Dwain Coleman, a University of Iowa Ph.D. candidate in history and co-director of the Iowa Colored Conventions Digital Project, said via email, pension records could contain hundreds of pages if veterans had applied for a disability pension, which resulted in lengthy depositions, or if veterans or their heirs had lived long lives. He said the last known Civil War pension recipient died last year.
Leo Landis, museum curator at the State Historical Museum of Iowa, told Wilburn and the gathering that in August of 1894, Iowa veterans, including Black veterans, marched their flags from a building on the west bank of the Des Moines River to the Iowa statehouse. The flag hung there until the 1970s, he said. Only a handful of such battle flags still exist, he said.
“Iowans recognized how significant this flag was and that it was falling apart,” Landis said.
Light damage and hanging on a staff for 100 years hastened the flag’s deterioration, he said, which has led to conservation efforts.
Missing from the history books
The U.S. is mired in debate over critical race theory – from local school boards to state legislatures – and how history is taught and whose history is taught.
Wayne Clinton is a retired teacher whom Wilburn said was the first Black to serve as a Story County supervisor.

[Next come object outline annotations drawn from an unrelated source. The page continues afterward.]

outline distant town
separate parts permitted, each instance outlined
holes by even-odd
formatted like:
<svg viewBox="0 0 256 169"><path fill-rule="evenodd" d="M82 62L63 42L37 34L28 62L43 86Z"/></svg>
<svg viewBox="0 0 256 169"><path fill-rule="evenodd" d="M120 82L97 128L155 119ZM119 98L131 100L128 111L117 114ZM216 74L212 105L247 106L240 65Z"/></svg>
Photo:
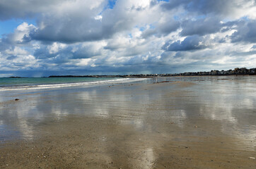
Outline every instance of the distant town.
<svg viewBox="0 0 256 169"><path fill-rule="evenodd" d="M164 73L164 74L135 74L135 75L83 75L83 76L74 76L74 75L61 75L55 76L52 75L49 77L167 77L167 76L204 76L204 75L256 75L256 68L248 69L246 68L237 68L234 70L211 70L209 72L187 72L182 73Z"/></svg>

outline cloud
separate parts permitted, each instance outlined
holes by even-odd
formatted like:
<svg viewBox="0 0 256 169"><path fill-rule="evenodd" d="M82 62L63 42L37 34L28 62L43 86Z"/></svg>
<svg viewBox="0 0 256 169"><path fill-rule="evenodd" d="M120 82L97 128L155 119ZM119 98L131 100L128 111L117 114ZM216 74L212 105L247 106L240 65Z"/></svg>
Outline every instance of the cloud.
<svg viewBox="0 0 256 169"><path fill-rule="evenodd" d="M191 14L214 15L219 17L231 17L239 18L244 15L245 11L254 8L255 0L173 0L161 4L165 10L173 10L183 8ZM252 15L253 13L247 13Z"/></svg>
<svg viewBox="0 0 256 169"><path fill-rule="evenodd" d="M205 35L219 32L222 25L217 18L206 18L196 20L187 20L182 22L182 36L190 36L194 35Z"/></svg>
<svg viewBox="0 0 256 169"><path fill-rule="evenodd" d="M232 42L256 43L256 20L250 20L236 28L231 36Z"/></svg>
<svg viewBox="0 0 256 169"><path fill-rule="evenodd" d="M35 76L252 66L255 7L252 0L1 1L1 20L27 22L0 37L0 71Z"/></svg>
<svg viewBox="0 0 256 169"><path fill-rule="evenodd" d="M163 49L170 51L200 50L211 46L206 38L193 35L187 37L183 41L166 42Z"/></svg>

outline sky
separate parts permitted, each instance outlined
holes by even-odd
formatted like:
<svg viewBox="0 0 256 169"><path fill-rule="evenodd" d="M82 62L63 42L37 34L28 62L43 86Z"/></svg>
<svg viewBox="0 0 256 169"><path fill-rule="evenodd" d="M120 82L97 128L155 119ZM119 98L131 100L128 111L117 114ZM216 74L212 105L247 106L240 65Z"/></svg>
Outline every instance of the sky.
<svg viewBox="0 0 256 169"><path fill-rule="evenodd" d="M256 67L256 0L1 0L0 77Z"/></svg>

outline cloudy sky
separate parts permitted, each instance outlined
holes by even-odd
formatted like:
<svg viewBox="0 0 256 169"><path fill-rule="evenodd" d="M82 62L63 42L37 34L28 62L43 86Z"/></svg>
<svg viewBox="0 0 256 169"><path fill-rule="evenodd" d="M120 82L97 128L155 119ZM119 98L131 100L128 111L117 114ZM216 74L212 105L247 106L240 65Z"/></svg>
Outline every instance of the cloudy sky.
<svg viewBox="0 0 256 169"><path fill-rule="evenodd" d="M0 77L256 67L256 0L1 0Z"/></svg>

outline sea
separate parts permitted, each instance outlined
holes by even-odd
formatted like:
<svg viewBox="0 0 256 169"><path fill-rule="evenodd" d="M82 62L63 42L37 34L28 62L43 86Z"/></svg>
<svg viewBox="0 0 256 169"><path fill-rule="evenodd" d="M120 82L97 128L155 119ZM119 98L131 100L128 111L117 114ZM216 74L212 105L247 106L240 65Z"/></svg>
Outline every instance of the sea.
<svg viewBox="0 0 256 169"><path fill-rule="evenodd" d="M0 77L0 92L95 86L143 80L122 77Z"/></svg>

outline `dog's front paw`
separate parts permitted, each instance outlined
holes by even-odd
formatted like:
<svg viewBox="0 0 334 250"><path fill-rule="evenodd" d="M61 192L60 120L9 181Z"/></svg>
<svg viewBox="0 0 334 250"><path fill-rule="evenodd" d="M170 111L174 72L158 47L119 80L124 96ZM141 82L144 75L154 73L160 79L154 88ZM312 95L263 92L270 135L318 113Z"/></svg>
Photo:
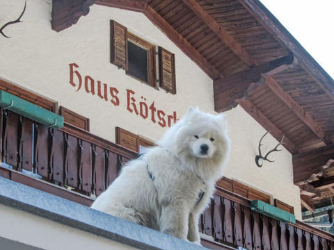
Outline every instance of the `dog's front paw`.
<svg viewBox="0 0 334 250"><path fill-rule="evenodd" d="M189 241L189 240L187 240L187 241ZM189 242L191 242L191 243L196 244L198 246L202 247L202 245L200 244L200 240L196 240L196 241L194 241L194 242L191 242L191 241L189 241Z"/></svg>

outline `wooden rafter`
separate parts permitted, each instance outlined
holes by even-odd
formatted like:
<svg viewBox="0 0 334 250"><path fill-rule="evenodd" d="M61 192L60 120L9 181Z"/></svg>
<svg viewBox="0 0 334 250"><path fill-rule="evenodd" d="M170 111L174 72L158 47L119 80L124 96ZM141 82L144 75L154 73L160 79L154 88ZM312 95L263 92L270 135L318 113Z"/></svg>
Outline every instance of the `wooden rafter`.
<svg viewBox="0 0 334 250"><path fill-rule="evenodd" d="M296 145L286 135L285 135L283 133L275 126L275 124L270 122L269 119L261 112L261 111L257 109L250 101L246 99L239 99L238 103L246 112L251 115L257 122L262 124L266 130L270 131L271 135L273 135L278 141L280 141L282 138L285 136L283 146L289 150L291 153L294 154L299 152L299 149Z"/></svg>
<svg viewBox="0 0 334 250"><path fill-rule="evenodd" d="M95 0L95 4L104 6L118 8L123 10L143 12L145 1L133 0Z"/></svg>
<svg viewBox="0 0 334 250"><path fill-rule="evenodd" d="M52 0L51 28L59 32L77 24L81 16L89 12L95 0Z"/></svg>
<svg viewBox="0 0 334 250"><path fill-rule="evenodd" d="M261 80L261 74L278 73L293 63L294 57L289 55L214 81L214 110L223 112L234 108L236 100L246 96L250 84Z"/></svg>
<svg viewBox="0 0 334 250"><path fill-rule="evenodd" d="M223 75L179 34L167 21L150 6L146 1L96 0L95 3L143 12L209 76L214 80L223 77Z"/></svg>
<svg viewBox="0 0 334 250"><path fill-rule="evenodd" d="M301 108L289 94L285 92L277 81L271 76L264 74L265 84L276 94L290 109L304 122L318 138L326 144L331 142L328 139L324 129L313 119L313 118Z"/></svg>
<svg viewBox="0 0 334 250"><path fill-rule="evenodd" d="M313 185L313 180L319 178L321 178L322 180L316 181L317 182L315 183L315 185L313 185L316 188L324 180L331 180L334 183L334 178L332 180L331 177L326 177L324 174L326 169L333 167L332 159L334 159L334 144L294 155L292 162L294 183L301 185L310 183Z"/></svg>
<svg viewBox="0 0 334 250"><path fill-rule="evenodd" d="M301 195L301 205L306 208L308 211L313 213L315 212L315 208L313 204L310 201L308 197L304 195Z"/></svg>
<svg viewBox="0 0 334 250"><path fill-rule="evenodd" d="M239 0L239 1L283 47L293 53L302 67L334 100L333 79L262 3L259 0Z"/></svg>
<svg viewBox="0 0 334 250"><path fill-rule="evenodd" d="M212 31L246 64L248 66L256 65L256 62L249 53L212 18L195 0L182 0L186 4Z"/></svg>

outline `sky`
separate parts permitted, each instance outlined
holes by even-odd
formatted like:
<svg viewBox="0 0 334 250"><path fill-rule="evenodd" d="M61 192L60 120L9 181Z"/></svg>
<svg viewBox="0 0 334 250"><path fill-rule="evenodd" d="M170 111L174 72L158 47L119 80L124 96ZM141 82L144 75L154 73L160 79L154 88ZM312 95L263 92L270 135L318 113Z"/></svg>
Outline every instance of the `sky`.
<svg viewBox="0 0 334 250"><path fill-rule="evenodd" d="M334 78L334 0L260 0Z"/></svg>

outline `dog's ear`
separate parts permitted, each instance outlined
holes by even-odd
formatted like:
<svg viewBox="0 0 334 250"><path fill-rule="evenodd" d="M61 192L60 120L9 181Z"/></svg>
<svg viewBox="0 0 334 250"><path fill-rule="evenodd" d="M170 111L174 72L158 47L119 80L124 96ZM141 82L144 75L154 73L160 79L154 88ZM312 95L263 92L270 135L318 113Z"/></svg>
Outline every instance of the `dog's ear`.
<svg viewBox="0 0 334 250"><path fill-rule="evenodd" d="M184 116L186 117L189 117L191 116L193 114L194 114L196 111L198 111L198 107L197 108L193 108L192 106L189 106L188 108L188 110L186 111L186 113Z"/></svg>

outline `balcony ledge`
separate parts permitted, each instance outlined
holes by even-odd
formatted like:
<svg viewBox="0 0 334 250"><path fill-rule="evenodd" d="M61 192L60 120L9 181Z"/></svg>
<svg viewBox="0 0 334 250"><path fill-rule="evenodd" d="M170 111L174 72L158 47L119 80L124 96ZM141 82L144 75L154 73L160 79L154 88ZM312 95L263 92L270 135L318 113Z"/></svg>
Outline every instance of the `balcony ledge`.
<svg viewBox="0 0 334 250"><path fill-rule="evenodd" d="M142 249L206 249L3 177L0 203Z"/></svg>

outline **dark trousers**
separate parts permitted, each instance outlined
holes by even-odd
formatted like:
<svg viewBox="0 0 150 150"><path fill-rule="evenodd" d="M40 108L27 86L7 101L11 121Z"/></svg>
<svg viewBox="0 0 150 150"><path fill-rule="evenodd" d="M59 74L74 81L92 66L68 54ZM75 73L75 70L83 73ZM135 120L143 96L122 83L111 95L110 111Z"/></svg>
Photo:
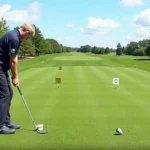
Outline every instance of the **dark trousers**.
<svg viewBox="0 0 150 150"><path fill-rule="evenodd" d="M0 127L10 122L10 106L13 97L9 76L0 70Z"/></svg>

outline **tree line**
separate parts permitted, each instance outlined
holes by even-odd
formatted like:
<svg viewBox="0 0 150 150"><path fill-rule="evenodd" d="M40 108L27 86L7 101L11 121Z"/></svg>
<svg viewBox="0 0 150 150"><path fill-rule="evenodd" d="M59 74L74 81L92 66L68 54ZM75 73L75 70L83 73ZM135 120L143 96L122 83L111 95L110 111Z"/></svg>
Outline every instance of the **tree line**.
<svg viewBox="0 0 150 150"><path fill-rule="evenodd" d="M19 28L19 27L15 27ZM9 31L9 26L5 19L0 20L0 37ZM55 39L44 38L40 29L35 26L35 36L31 39L22 41L19 51L19 56L40 56L44 54L63 53L77 51L82 53L94 53L94 54L109 54L116 52L117 56L121 55L133 55L133 56L150 56L150 39L144 39L139 42L130 42L125 47L120 43L116 46L116 49L109 47L91 47L90 45L83 45L79 48L67 47L58 43Z"/></svg>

Clinton, in attendance on Saturday, said when he grew up in Missouri, Black history wasn't really taught. He said Wilburn’s history is American history and Iowa history and should be shared widely.
“We cannot whitewash it and assume it didn’t happen,” he said. "It's not meant to make anybody feel inferior or bad about it, but it's to tell the true picture of what really took place."
Wilburn agreed. He listed the enslaved, the Trail of Tears and the Holocaust as compelling reasons why history must be shared so “we don’t make the mistakes of the past," he said.
“The intent isn’t to make anyone feel bad, but if you’re a human being and you hear some of these stories, you’re going to feel bad, and that should be motivation: What can we do to make sure that these types of things can never, ever happen again,” he said.
State Representative and Iowa Democratic Party Chair Ross Wilburn and Wayne Clinton listen to Leo Landis, museum curator at the State Historical Museum of Iowa, discuss Black Iowa history at the State Historical Building. Photo by Black Iowa News.
The Civil War wasn't that long ago, Wilburn said. As a child, he met his great-grandmother, Gash’s daughter-in-law.
“I remember her,” Wilburn said. “So it’s not ancient history.”
Ross Wilburn, chair of the Iowa Democratic Party and state representative. Photo special to Black Iowa News.
Wilburn said he is glad he can share these treasured historical details with his two children – and all Iowans. He encourages people to talk with their family members to learn more about their family history.
“The stories are really what it’s all about,” he said.